Senate Democrats begin stalling tactic just like with Bolton
Hours after President Bush announced his nomination for the Supreme Court, Senate Democrats quickly pressed for the release of all material that would shed light on the high court nominee's views.
The White House is protecting attorney-client privilege in withholding legal writings by Roberts when he was principal deputy solicitor general under former President George H.W. Bush. The disagreement over access to decades-old government records flared as Attorney General Alberto Gonzales suggested that, if confirmed, Roberts would not be bound by an earlier statement that the landmark 1973 ruling that established a woman's right to an abortion was settled law.
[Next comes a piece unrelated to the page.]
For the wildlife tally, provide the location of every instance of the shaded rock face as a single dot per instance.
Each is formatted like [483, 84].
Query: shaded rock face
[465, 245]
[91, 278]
"From what we know now, John Roberts had a hand in some of the most aggressive assaults on civil rights protections during the Reagan administration," Sen. Edward M. Kennedy, a Massachusetts Democrat, said in a statement. "The White House should make all relevant documents available so that the Senate can make an informed decision."
Committee aides began sifting through the first of thousands of documents to be made available, dating from Roberts' tenure as a special assistant in the Justice Department, and in the White House counsel's office in 1983-86. As a historical footnote, one memo was hard to beat a one-page paper in which the young Roberts reported that beginning "my first day on the job" he had been helping O'Connor prep for her own confirmation hearings to the high court.
"The approach was to avoid giving specific responses to any direct questions on legal issues likely to come before the court, but demonstrating in the response a firm command of the subject area and awareness of the relevant precedents and arguments," Roberts wrote in the Sept. 17, 1981, memo.
Other memos from 1982 showed Roberts advising Smith to support Republican-led efforts in Congress to limit the federal judiciary's power to decide social issues such as abortion and school prayer. In a document dated Feb. 16, 1982, Roberts offered further suggestions to Smith, who was girding for an appearance before conservatives unhappy with judicial nominations early in the Reagan administration. Addressing criticism that judicial nominations weren't "ideologically committed to the president's policies," Roberts suggested something other than a "yes they are" answer.
"Rather, we should shift the debate and briefly touch on our judicial restraint themes," he wrote. "It really should not matter what the personal ideology of our appointees may be, so long as they recognize that their ideology should have no role in the decisional process." It is a point that the Bush administration is making now that regardless of Roberts' personal views, he will rule based on the Constitution and court precedent.